藤田さん 斎藤一を描いた漫画も多いようですね。

武田 そう言えば、東映ビデオからのオファーで「舞台 警視庁抜刀課 Vol.1」に居合監修として組むことになりました。

藤田さん 「警視庁抜刀課」・・・ふふ。

武田 そうです。警視庁抜刀隊、明治の斎藤一さんがモチーフですよね。

藤田さん ふふ。

武田 監修だけではなく、舞台で演武をしたり、トークをしたり、パンフレットの中ではジャパン・アクション・エンタープライズの殺陣師青木哲也先生と対談も掲載されているようです。

藤田さん ジャパン・アクション・エンタープライズ・・・

武田 昔は千葉真一先生や真田広之さん、志穂美悦子さんで有名だったとこです。

藤田さん ほう。

武田 その殺陣師さんの勧めで私達鵬玉会にお話が来たんです。
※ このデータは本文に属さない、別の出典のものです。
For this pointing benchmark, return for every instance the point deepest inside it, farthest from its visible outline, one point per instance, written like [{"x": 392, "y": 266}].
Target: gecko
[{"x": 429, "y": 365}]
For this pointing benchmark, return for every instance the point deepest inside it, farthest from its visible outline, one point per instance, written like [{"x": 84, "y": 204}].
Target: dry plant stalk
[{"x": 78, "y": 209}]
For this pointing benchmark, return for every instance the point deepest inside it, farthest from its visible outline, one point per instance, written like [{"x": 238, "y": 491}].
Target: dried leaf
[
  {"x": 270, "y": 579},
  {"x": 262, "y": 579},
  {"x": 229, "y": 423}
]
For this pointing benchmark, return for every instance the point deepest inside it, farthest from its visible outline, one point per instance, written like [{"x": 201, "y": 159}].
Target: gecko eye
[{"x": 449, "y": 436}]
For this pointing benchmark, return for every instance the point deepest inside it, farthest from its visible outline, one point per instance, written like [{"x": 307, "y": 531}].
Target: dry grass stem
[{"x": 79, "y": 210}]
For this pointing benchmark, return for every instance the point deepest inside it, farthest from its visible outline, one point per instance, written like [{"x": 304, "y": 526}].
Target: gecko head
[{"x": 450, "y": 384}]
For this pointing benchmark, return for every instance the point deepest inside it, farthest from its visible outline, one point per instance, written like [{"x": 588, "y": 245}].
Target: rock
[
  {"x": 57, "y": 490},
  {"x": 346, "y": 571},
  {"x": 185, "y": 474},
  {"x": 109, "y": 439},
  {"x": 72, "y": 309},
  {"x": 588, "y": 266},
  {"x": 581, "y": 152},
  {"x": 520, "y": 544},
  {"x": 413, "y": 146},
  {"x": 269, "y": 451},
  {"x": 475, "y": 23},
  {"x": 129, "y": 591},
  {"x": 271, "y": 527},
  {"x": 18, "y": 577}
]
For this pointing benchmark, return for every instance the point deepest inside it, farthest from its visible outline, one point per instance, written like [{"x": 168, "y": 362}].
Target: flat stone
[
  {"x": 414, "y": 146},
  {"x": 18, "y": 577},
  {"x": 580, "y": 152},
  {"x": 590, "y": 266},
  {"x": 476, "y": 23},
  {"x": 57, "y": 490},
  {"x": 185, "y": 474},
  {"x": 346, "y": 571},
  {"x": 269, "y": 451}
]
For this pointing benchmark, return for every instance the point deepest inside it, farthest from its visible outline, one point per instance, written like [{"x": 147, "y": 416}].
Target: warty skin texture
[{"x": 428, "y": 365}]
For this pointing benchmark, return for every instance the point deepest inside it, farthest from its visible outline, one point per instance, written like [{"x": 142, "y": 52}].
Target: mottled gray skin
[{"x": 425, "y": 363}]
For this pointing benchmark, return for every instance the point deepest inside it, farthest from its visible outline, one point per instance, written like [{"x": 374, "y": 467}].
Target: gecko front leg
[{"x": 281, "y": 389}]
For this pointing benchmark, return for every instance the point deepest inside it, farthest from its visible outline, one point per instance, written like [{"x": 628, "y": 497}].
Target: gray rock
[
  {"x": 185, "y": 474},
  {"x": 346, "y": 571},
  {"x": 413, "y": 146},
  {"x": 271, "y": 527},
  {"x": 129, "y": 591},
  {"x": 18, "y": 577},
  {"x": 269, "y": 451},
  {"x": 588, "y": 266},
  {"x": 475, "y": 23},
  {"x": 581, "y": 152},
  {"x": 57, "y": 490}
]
極真を描いた映画「空手バカ一代」も東映だったのでご縁を感じましたし、嬉しく思いました。

藤田さん ふふ。

武田 別に私のところではなくても、世に凄い先生はたくさんいらっしゃるんですから。

藤田さん そうですか。

武田 本当は浅田次郎先生の、斎藤一を描いた小説「一刀斎夢録」を映画にしてほしいんですが。主役はかなわなくても、斬られる役でも出てみたいです。(笑)

藤田さん ふふ。

武田 浅田次郎先生は「一刀斎夢録」では、京都に残っていた研ぎの記録まで調べたそうですよ。

藤田さん それは読んだことがあります。

東映ビデオ × 無外流居合鵬玉会 「舞台 警視庁抜刀課 Vol.1」舞台アフタートークイベント

16)武道という世界の大問題

武田 まあ、私達武道に関係する者だけの問題ではないと思いますが、今問題なのは、本当は武道人口の減少ではないかと思います。極真空手を総合すると14万人だと言います。柔道で17万人とか。

藤田さん へー!

武田 しかし、居合は寂しいものです。「居合」という言葉自体を知らない方も多いですからね。私達無外流の一門が多いと言っても国内で千人単位の規模です。「居合は最終武道」「最も侍に近い武道」と言われながらも、極真空手や柔道の人口とくらべると微々たるものです。日本にあるほとんどの流派がおそらく数十人規模。その中で技術や精神の継承ができるのか。本当に疑問です。

藤田さん なるほど。

武田 動物だって個体数が減ったら「絶滅危惧種」の指定を受けるじゃないですか。実はまさにそんな感じなんじゃないかと思います。ですから「会を持て」と宗家に言われたときからずっと考えたんですが、この素晴らしい武道を普及しよう、と覚悟を決めました。そこで、藤田さんもお読みになっていたという作家の島地勝彦先生の勧めで、今年の初めにお墓参りに行ったんです。

藤田さん どなたのお墓参りですか?

武田 大山倍達総裁と梶原一騎宣先生のお墓です。故大山総裁は、単一の武道団体としては世界最大の組織を作り上げた方です。梶原先生は、メディアに訴えかけて、世に極真の大ブームを巻き起こした方です。「お力をお貸しください」とお願いしてきました。そしたら「空手バカ一代」を映画にした東映のオファーですからねえ。

藤田さん ふふ。

武田 ほぼ同時に東芝のプロモーションへの協力依頼が来ました。日本人が日本人のアイデンティティを失いかけ、思いやりを無くしかけ、インターネットでは好き放題に誹謗中傷しています。でも本当のグローバル化というのは、アイデンティティが重要です。「自分が何者か」というのを語れなければそもそもコミュニケーションできません。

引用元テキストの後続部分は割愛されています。